Physical characteristics
- Source: Pashleth Glacier
- • location: Pacific Ranges
- • coordinates: 51°31′38″N 126°12′51″W﻿ / ﻿51.52722°N 126.21417°W
- • elevation: 910 m (2,990 ft)
- Mouth: Machmell River
- • coordinates: 51°35′48″N 126°26′33″W﻿ / ﻿51.59667°N 126.44250°W
- • elevation: 232 m (761 ft)
- Length: 21 km (13 mi)

Basin features
- Topo map: NTS 92M9 Machmell River

= Pashleth Creek =

Tribuatary stream in the country of Canada

Pashleth Creek is a tributary of the Machmell River in central coast part of the province of British Columbia, Canada. It flows generally west and northwest for roughly 21 km to join the Machmell River. The mouth of Pashleth Creek is located about 88 km south of Bella Coola, about 195 km north of Campbell River, and about 348 km northwest of Vancouver.

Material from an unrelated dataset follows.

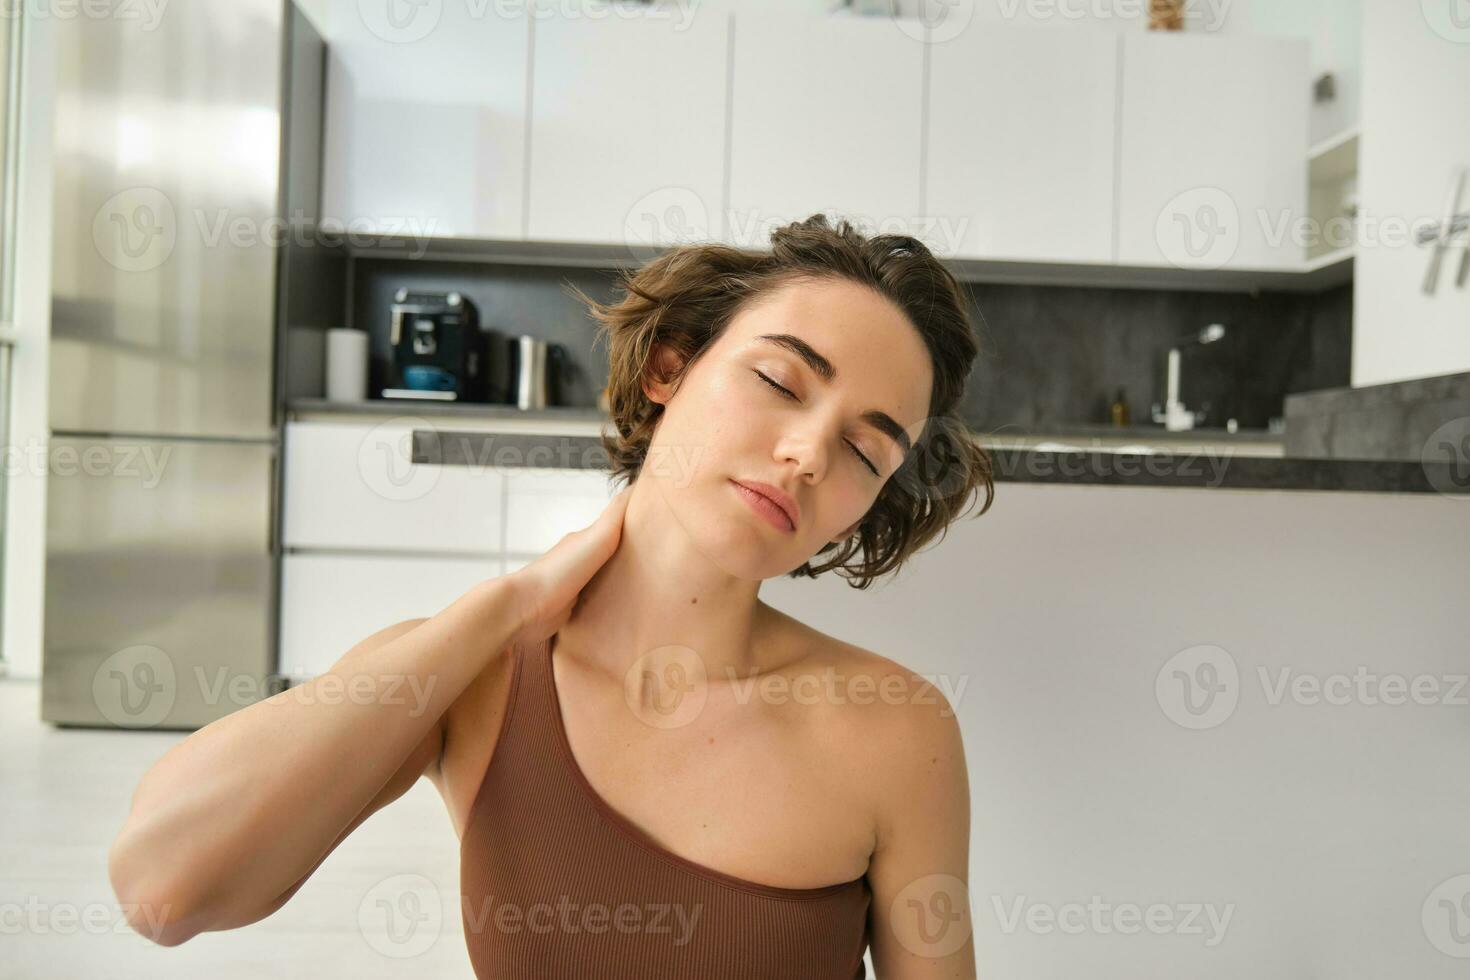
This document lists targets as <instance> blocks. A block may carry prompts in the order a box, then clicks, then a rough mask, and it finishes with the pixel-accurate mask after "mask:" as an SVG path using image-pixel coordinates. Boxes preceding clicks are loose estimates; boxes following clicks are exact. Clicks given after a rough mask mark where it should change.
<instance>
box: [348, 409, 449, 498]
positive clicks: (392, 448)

Pashleth Creek is in the traditional territory of Wuikinuxv people. As of 2025, the Wuikinuxv Nation is in stage 5 of treaty negotiations with the Province of British Columbia for lands including the entire Machmell River watershed.

==Geography==
Pashleth Creek originates from the meltwater of Pashleth Glacier. It flows west and northwest to the Machmell River, collecting tributary streams, including Selman Creek, mostly flowing from other glaciers in the region.

==Geology==
A lava flow of basaltic andesite composition travelled through Pashleth Creek valley during the Quaternary and reached the Machmell River. It is more than 25 km long and issued from several vents on the northern side of the 20 km wide Silverthrone Caldera. The lava flow ranges in elevation from 2000 to 100 m and has undergone only a minimal degree of erosion; it may have been erupted in the last 1,000 years.